How well were they received in the larger hockey community and the province at that time? 

They came in as outsiders a lot at the time and they were looked down upon in many ways, but he mentions that it encourages them to play harder and get the respect of the people who maybe didn't really necessarily take them seriously at all. 

Fred Sasakamoose was named a Member of the Order of Canada in 2018. (David Kawai/The Canadian Press)

He has this one story about how they finally won the big provincial tournaments and they travelled back to the residential school and there was a big celebration for them. It was the only time in residential school where they got to drink pop and eat the good food like the roast turkey and so on. 

So [there's] this kind of brutal paradox that it took them going out and succeeding in the outside world, playing this sort of white man's game, essentially, to get respect internally in the residential school but also within the broader external society. And they also gave up so much at the same time, you know, they lost their culture and their language in the process. 
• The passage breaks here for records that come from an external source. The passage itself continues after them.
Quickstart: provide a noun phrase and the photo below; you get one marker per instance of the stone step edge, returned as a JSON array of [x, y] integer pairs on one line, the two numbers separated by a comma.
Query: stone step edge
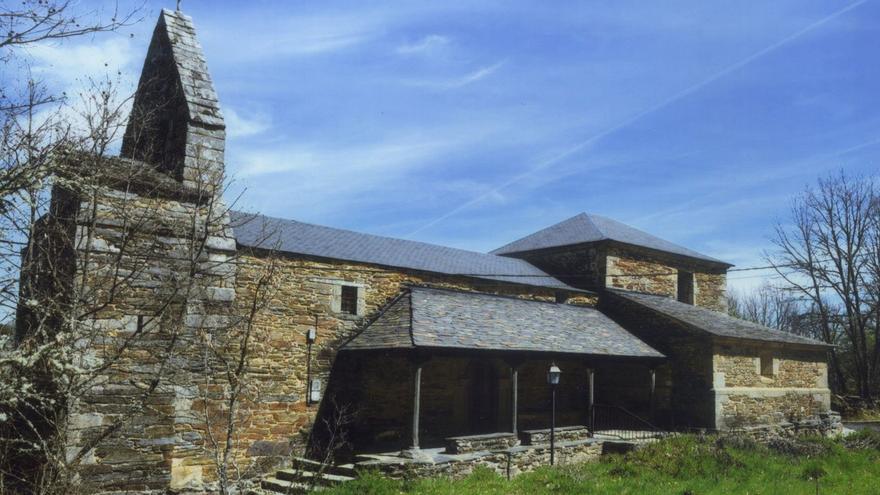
[[286, 487], [299, 474], [310, 465]]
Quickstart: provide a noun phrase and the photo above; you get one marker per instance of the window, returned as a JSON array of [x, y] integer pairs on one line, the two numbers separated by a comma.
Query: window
[[685, 287], [348, 303], [766, 365]]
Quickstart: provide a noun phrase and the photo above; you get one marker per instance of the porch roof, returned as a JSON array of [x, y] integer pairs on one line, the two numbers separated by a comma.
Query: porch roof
[[424, 317], [712, 322]]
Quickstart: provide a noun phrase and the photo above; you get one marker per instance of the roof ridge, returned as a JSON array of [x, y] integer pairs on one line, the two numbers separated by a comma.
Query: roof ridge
[[494, 295], [258, 215]]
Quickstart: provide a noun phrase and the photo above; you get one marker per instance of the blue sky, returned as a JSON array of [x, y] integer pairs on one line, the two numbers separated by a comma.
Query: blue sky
[[471, 126]]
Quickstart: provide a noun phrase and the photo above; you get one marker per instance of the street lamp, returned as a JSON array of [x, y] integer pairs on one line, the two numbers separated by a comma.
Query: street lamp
[[553, 375]]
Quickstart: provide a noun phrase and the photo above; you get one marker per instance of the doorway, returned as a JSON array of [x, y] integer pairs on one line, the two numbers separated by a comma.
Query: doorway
[[482, 397]]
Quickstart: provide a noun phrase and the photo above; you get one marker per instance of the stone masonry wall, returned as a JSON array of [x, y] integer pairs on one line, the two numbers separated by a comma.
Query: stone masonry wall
[[152, 274], [605, 264], [643, 271], [792, 387], [508, 463], [307, 294]]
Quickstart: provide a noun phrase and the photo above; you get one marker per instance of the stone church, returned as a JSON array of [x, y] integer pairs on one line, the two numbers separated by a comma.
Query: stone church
[[435, 352]]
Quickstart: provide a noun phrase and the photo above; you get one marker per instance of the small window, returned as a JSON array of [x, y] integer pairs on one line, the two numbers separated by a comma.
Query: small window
[[685, 287], [766, 365], [348, 303]]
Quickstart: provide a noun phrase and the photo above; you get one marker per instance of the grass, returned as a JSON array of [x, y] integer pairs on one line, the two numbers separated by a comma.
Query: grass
[[680, 466]]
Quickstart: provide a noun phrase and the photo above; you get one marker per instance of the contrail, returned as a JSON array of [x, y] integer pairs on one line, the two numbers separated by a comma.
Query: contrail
[[639, 115]]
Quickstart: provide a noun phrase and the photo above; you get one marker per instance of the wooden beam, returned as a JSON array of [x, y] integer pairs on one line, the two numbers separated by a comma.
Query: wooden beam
[[514, 396], [417, 391], [590, 399]]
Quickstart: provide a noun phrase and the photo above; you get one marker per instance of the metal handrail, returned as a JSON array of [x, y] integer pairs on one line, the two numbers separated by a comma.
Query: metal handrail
[[619, 422]]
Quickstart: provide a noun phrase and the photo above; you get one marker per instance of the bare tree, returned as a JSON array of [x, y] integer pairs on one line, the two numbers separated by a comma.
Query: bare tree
[[103, 282], [767, 305], [826, 257]]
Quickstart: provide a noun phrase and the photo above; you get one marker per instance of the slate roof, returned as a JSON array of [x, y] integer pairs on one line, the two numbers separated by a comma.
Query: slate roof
[[585, 228], [438, 318], [712, 322], [314, 240]]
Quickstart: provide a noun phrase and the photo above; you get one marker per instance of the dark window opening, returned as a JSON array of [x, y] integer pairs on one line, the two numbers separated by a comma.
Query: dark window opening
[[766, 365], [349, 300], [685, 287]]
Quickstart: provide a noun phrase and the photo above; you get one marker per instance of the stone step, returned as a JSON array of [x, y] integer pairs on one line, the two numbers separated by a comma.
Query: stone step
[[274, 485], [609, 447], [309, 477], [310, 465]]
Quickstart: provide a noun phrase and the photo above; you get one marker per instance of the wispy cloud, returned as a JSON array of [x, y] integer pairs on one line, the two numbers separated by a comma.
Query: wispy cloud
[[300, 36], [636, 117], [457, 82], [428, 44], [238, 126]]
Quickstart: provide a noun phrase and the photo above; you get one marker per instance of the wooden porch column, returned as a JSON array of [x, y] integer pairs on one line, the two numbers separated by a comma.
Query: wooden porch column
[[514, 397], [514, 362], [590, 399], [417, 392]]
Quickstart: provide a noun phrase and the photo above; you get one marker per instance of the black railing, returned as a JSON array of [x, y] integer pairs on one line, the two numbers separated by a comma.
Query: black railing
[[617, 422]]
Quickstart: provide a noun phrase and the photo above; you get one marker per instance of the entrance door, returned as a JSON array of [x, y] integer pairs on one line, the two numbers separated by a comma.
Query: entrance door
[[482, 397]]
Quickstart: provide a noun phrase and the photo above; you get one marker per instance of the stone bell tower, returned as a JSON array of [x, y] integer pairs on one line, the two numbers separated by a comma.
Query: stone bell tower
[[162, 224], [175, 122]]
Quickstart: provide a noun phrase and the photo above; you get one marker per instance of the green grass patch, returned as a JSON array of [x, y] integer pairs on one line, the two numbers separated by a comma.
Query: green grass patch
[[681, 465]]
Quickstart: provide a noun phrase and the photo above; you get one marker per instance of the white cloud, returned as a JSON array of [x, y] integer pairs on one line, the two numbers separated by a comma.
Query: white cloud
[[457, 82], [238, 125], [300, 36], [428, 44], [66, 63]]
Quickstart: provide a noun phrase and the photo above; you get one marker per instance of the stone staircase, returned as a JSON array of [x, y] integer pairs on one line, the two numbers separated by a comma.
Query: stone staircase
[[306, 475]]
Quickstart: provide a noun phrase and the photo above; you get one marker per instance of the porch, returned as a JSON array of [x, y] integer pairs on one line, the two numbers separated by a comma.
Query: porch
[[457, 371], [468, 402]]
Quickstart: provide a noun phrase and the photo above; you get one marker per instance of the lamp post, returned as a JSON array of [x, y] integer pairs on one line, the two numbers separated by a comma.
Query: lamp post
[[553, 375]]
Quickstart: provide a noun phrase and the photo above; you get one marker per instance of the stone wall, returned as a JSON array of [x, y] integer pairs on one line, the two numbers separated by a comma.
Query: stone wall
[[687, 376], [151, 272], [508, 463], [641, 270], [606, 264], [791, 385], [307, 295]]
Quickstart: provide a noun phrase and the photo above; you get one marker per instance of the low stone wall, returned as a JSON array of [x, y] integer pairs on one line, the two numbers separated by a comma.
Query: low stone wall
[[824, 424], [477, 443], [563, 434], [509, 462]]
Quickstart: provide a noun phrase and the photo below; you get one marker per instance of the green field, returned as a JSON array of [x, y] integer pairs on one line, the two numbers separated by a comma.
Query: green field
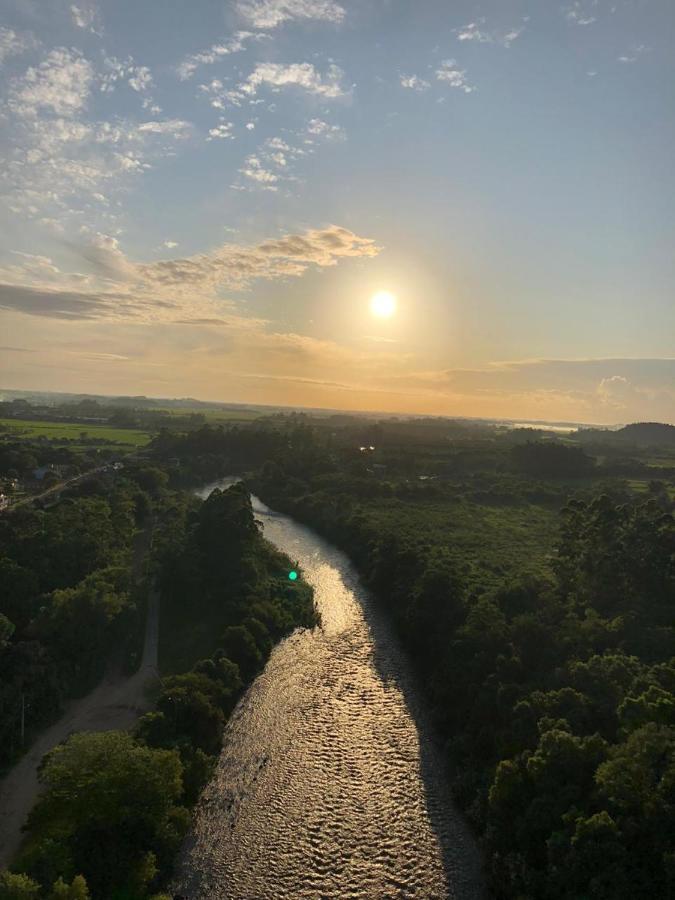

What do you think Fred Sasakamoose means for Indigenous hockey fans today? 

He means so much. Growing up, I was well aware of the Indigenous icons in hockey. People like George Armstrong who is Anishinaabe from Sudbury, where I live now. Reggie Leach, also Anishinaabe. Craig Berube, Chris Simon and so on.

I think of Bridget Lacquette, who represented Canada at the same time on the women's side.

So more and more younger generations, I think, are turning to hockey as this proud outlet for themselves and for their people, and people like Fred are the role models who really set the tone in being themselves on the ice as Indigenous people.